Dans une démarche sans précédent reflétant la crise croissante du système de santé canadien, l’Association médicale canadienne (AMC) a lancé un appel formel aux parlementaires, exigeant des actions immédiates concernant les réformes de santé promises depuis longtemps. Cet appel urgent survient alors que les services d’urgence des hôpitaux à travers le pays signalent un engorgement critique et que les temps d’attente pour les services essentiels atteignent des niveaux alarmants.
“Nous sommes témoins d’un système au bord de l’effondrement,” a déclaré la Dre Kathleen Ross, présidente de l’AMC, lors d’une conférence de presse hier à Ottawa. “Le temps des postures politiques est révolu. Les Canadiens méritent des actions concrètes concernant les promesses en matière de santé qui ont été répétées mais qui demeurent non tenues.”
L’appel de l’association met en évidence quatre domaines prioritaires nécessitant une attention immédiate. En tête de liste figure la pénurie critique de professionnels de la santé, avec près de six millions de Canadiens n’ayant actuellement pas accès à un médecin de famille. Cette pénurie a créé un dangereux effet domino dans tout le système, les patients se tournant de plus en plus vers des services d’urgence déjà débordés pour des soins primaires.
La proposition complète de l’AMC aborde également le besoin urgent de moderniser les infrastructures de santé.
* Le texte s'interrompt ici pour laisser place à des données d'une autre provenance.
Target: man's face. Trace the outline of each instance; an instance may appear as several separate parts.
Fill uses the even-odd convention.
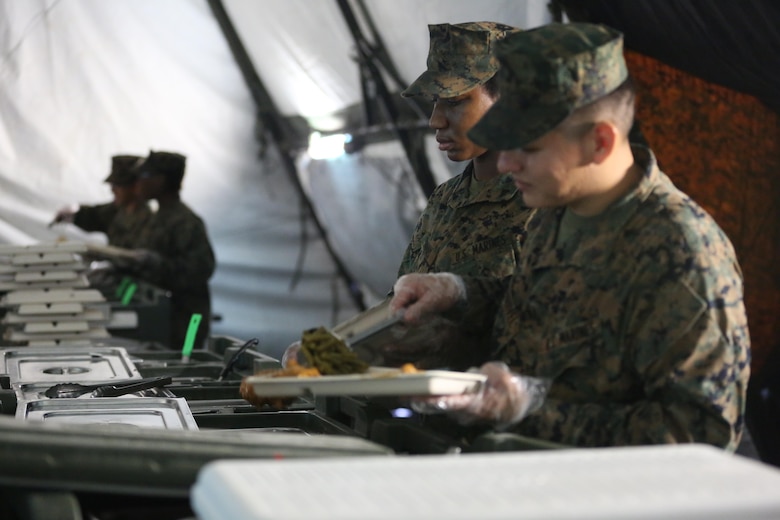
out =
[[[114,194],[114,204],[124,208],[133,204],[136,199],[136,183],[133,184],[112,184],[111,191]]]
[[[165,175],[141,172],[138,177],[138,195],[144,200],[157,199],[165,190]]]
[[[532,208],[572,206],[592,195],[585,138],[561,129],[523,148],[501,151],[498,171],[511,175]]]
[[[468,161],[487,150],[471,142],[466,133],[488,111],[495,100],[480,85],[454,98],[439,98],[433,105],[428,126],[436,130],[439,150],[451,161]]]

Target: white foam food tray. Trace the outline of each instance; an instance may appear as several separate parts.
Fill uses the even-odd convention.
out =
[[[482,374],[427,370],[402,373],[397,369],[374,367],[365,374],[319,377],[250,376],[247,383],[263,397],[303,395],[453,395],[475,392],[485,381]]]

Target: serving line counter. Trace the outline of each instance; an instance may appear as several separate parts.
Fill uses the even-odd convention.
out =
[[[74,520],[191,517],[190,488],[200,469],[217,459],[387,457],[506,446],[412,414],[387,396],[302,396],[285,410],[258,409],[241,398],[241,380],[279,362],[242,350],[242,343],[211,338],[209,349],[193,351],[186,363],[179,352],[128,338],[0,347],[0,517],[49,519],[51,507],[70,508],[70,516],[56,518]],[[61,383],[162,377],[169,382],[116,397],[47,397]]]
[[[481,518],[491,518],[490,512],[493,518],[546,518],[551,516],[545,512],[555,512],[555,518],[663,513],[712,519],[718,516],[702,508],[713,494],[729,515],[780,515],[779,500],[765,492],[780,482],[775,468],[708,447],[617,455],[612,449],[564,449],[421,416],[404,398],[389,395],[302,396],[286,410],[258,409],[241,399],[241,380],[279,363],[242,346],[234,338],[212,338],[209,350],[194,351],[188,363],[178,352],[122,338],[90,348],[0,349],[0,518],[348,518],[322,498],[338,493],[334,486],[363,486],[353,518],[397,518],[394,507],[402,504],[405,518],[467,518],[481,507]],[[226,371],[227,366],[232,368]],[[170,382],[119,397],[46,398],[48,389],[66,381],[159,377]],[[269,472],[279,472],[279,478]],[[430,478],[419,476],[428,473]],[[571,475],[582,476],[582,489],[571,487]],[[724,488],[727,475],[744,485]],[[300,487],[286,486],[307,479],[319,484],[305,493],[311,500],[296,503],[292,495],[300,496]],[[614,487],[583,510],[585,493],[597,482]],[[640,486],[650,487],[643,495]],[[683,491],[664,502],[674,486]],[[393,489],[416,498],[383,502],[391,500],[383,490]],[[471,498],[458,508],[440,502],[445,495]],[[489,507],[476,503],[479,497],[490,499]],[[561,497],[568,497],[569,509]],[[645,516],[631,509],[643,497],[656,501]],[[293,502],[279,506],[285,500]],[[318,512],[312,500],[322,500]],[[579,514],[572,513],[575,506]],[[634,516],[618,514],[627,511]],[[734,517],[729,515],[721,517]]]

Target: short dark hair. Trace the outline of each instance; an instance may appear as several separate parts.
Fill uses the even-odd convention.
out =
[[[496,100],[498,99],[498,79],[496,78],[496,74],[493,74],[493,77],[491,77],[489,80],[484,82],[482,84],[482,88],[485,89],[485,93],[490,96],[490,99]]]
[[[574,111],[576,118],[597,121],[609,119],[628,135],[634,124],[636,86],[631,76],[606,96]]]

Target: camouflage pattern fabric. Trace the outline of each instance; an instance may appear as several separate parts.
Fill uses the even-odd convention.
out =
[[[401,95],[453,98],[482,85],[499,67],[496,42],[516,31],[495,22],[429,25],[428,68]]]
[[[503,175],[479,182],[479,191],[472,195],[473,172],[474,164],[469,162],[463,173],[431,194],[404,253],[399,277],[454,272],[505,279],[514,273],[533,210],[523,204],[511,178]],[[403,362],[414,362],[419,368],[461,370],[480,365],[488,348],[490,321],[458,327],[448,326],[451,323],[431,323],[436,331],[426,342],[434,355]]]
[[[73,223],[84,231],[105,233],[112,246],[133,249],[151,214],[146,205],[130,212],[109,202],[81,206],[73,216]]]
[[[161,207],[149,219],[137,247],[154,251],[161,262],[138,273],[143,280],[171,292],[171,348],[181,348],[193,313],[203,316],[196,348],[209,334],[211,295],[208,281],[216,260],[206,226],[181,201]]]
[[[491,356],[552,378],[513,431],[576,446],[703,442],[736,449],[750,338],[728,238],[646,148],[632,193],[556,246],[539,210],[494,326]],[[469,303],[497,297],[467,279]]]
[[[628,78],[623,36],[602,25],[548,24],[496,43],[500,99],[469,131],[490,150],[522,148]]]
[[[532,210],[511,178],[478,183],[470,195],[474,165],[440,184],[428,199],[406,248],[398,276],[453,272],[469,276],[511,276]]]

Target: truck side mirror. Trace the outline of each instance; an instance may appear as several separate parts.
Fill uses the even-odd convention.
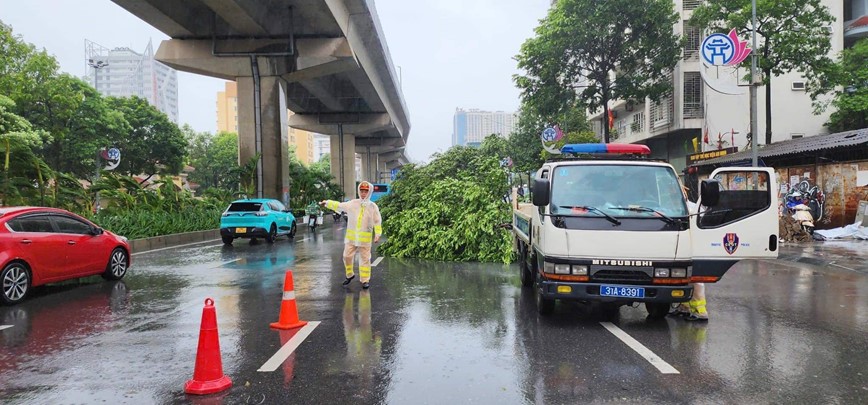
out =
[[[720,201],[720,182],[717,180],[702,180],[699,186],[700,203],[706,207],[714,207]]]
[[[544,207],[549,205],[549,181],[547,179],[533,180],[533,205]]]

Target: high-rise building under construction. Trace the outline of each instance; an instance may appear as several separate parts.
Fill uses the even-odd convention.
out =
[[[100,94],[138,96],[178,123],[178,73],[154,59],[150,41],[143,53],[130,48],[109,49],[85,40],[85,80]]]

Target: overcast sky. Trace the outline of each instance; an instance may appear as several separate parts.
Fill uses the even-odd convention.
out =
[[[407,154],[427,160],[452,141],[455,108],[515,111],[517,72],[512,59],[545,16],[550,0],[377,0],[376,7],[400,67],[410,111]],[[108,48],[154,50],[167,37],[110,0],[0,0],[0,20],[25,41],[45,48],[61,69],[85,74],[84,40]],[[223,81],[178,73],[181,123],[216,131],[217,92]]]

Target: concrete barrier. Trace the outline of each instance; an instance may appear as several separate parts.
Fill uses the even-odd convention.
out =
[[[208,242],[220,239],[220,230],[176,233],[173,235],[154,236],[152,238],[134,239],[130,241],[130,250],[133,253],[147,252],[154,249],[162,249],[170,246],[186,245],[188,243]]]

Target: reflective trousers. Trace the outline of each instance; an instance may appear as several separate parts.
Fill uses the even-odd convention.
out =
[[[353,261],[356,258],[356,252],[359,253],[359,273],[361,274],[361,282],[371,280],[371,247],[370,246],[355,246],[347,243],[344,245],[344,268],[346,269],[347,278],[352,277],[356,273],[353,271]]]
[[[693,285],[693,298],[687,303],[690,306],[690,313],[701,317],[708,317],[708,310],[705,308],[705,283],[696,283]]]

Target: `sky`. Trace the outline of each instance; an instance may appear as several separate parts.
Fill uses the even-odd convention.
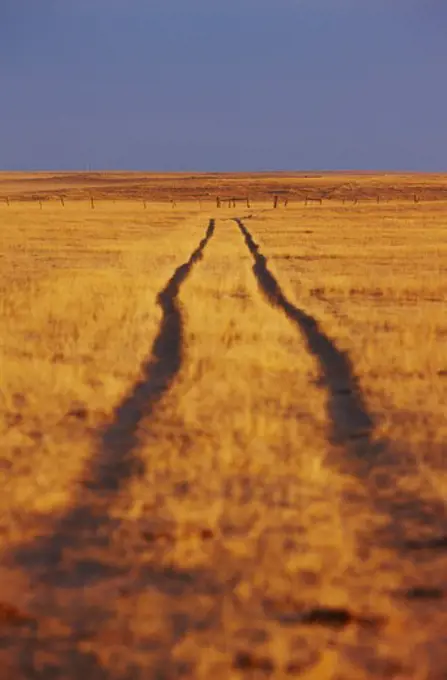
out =
[[[447,170],[447,0],[0,0],[0,169]]]

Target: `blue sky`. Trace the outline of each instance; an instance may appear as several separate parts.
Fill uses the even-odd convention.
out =
[[[447,170],[445,0],[2,0],[0,169]]]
Selon leur analyse, de nombreux hôpitaux canadiens fonctionnent avec des installations et des technologies dépassées, certaines datant de plus de 50 ans. L’association estime qu’un investissement de 28 milliards de dollars serait nécessaire pour mettre les installations aux normes modernes.
“Nous ne pouvons pas offrir des soins de santé du 21e siècle dans des établissements construits pour une autre époque,” a expliqué la Dre Ross. “La modernisation ne concerne pas seulement les bâtiments—il s’agit de créer des environnements où les professionnels de la santé peuvent travailler efficacement et où les patients peuvent recevoir des soins dignes.”
Cet appel survient à un moment politiquement délicat, avec la reprise des travaux du Parlement dans un contexte de frustration croissante du public concernant l’accès aux soins de santé. Un récent sondage national a révélé que 78 % des Canadiens considèrent les soins de santé comme la question la plus pressante du pays, dépassant les préoccupations liées à l’inflation et à l’accessibilité au logement.
Le ministre de la Santé Mark Holland a reconnu les préoccupations de l’AMC mais a défendu l’approche du gouvernement. “Nous avons engagé 196 milliards de dollars de financement pour les soins de santé aux provinces au cours de la prochaine décennie,” a déclaré Holland. “Cependant, nous reconnaissons que l’argent seul n’est pas la solution—une réforme systémique doit accompagner ces investissements.”
Les chefs de l’opposition ont rapidement critiqué la réponse du gouvernement. Le porte-parole conservateur en matière de santé, Stephen Ellis, a qualifié la situation “d’urgence nationale nécessitant un leadership fédéral immédiat,” tandis que le chef du NPD, Jagmeet Singh, a souligné que son parti continue de pousser pour l’expansion des programmes d’assurance-médicaments et de soins dentaires.
Les ministres provinciaux de la santé doivent se réunir le mois prochain pour discuter des stratégies de mise en œuvre des engagements de financement fédéral. Toutefois, les tensions demeurent vives concernant les mesures de responsabilisation attachées à ces fonds, plusieurs provinces résistant à ce qu’elles décrivent comme un empiétement fédéral sur leur compétence constitutionnelle.
L’intervention de l’AMC représente une escalade significative dans le plaidoyer d’une organisation traditionnellement mesurée. Les experts en politique de santé notent que de tels appels directs au Parlement de la part de la communauté médicale ont historiquement précédé des réformes majeures de la santé.
Alors que les Canadiens continuent de faire face à des temps d’attente prolongés et à des difficultés d’accès aux services essentiels, une question fondamentale se pose : cette session parlementaire va-t-elle enfin apporter les réformes substantielles des soins de santé qui sont promises depuis des décennies, ou les Canadiens seront-ils laissés en attente de soins qui semblent ne jamais arriver?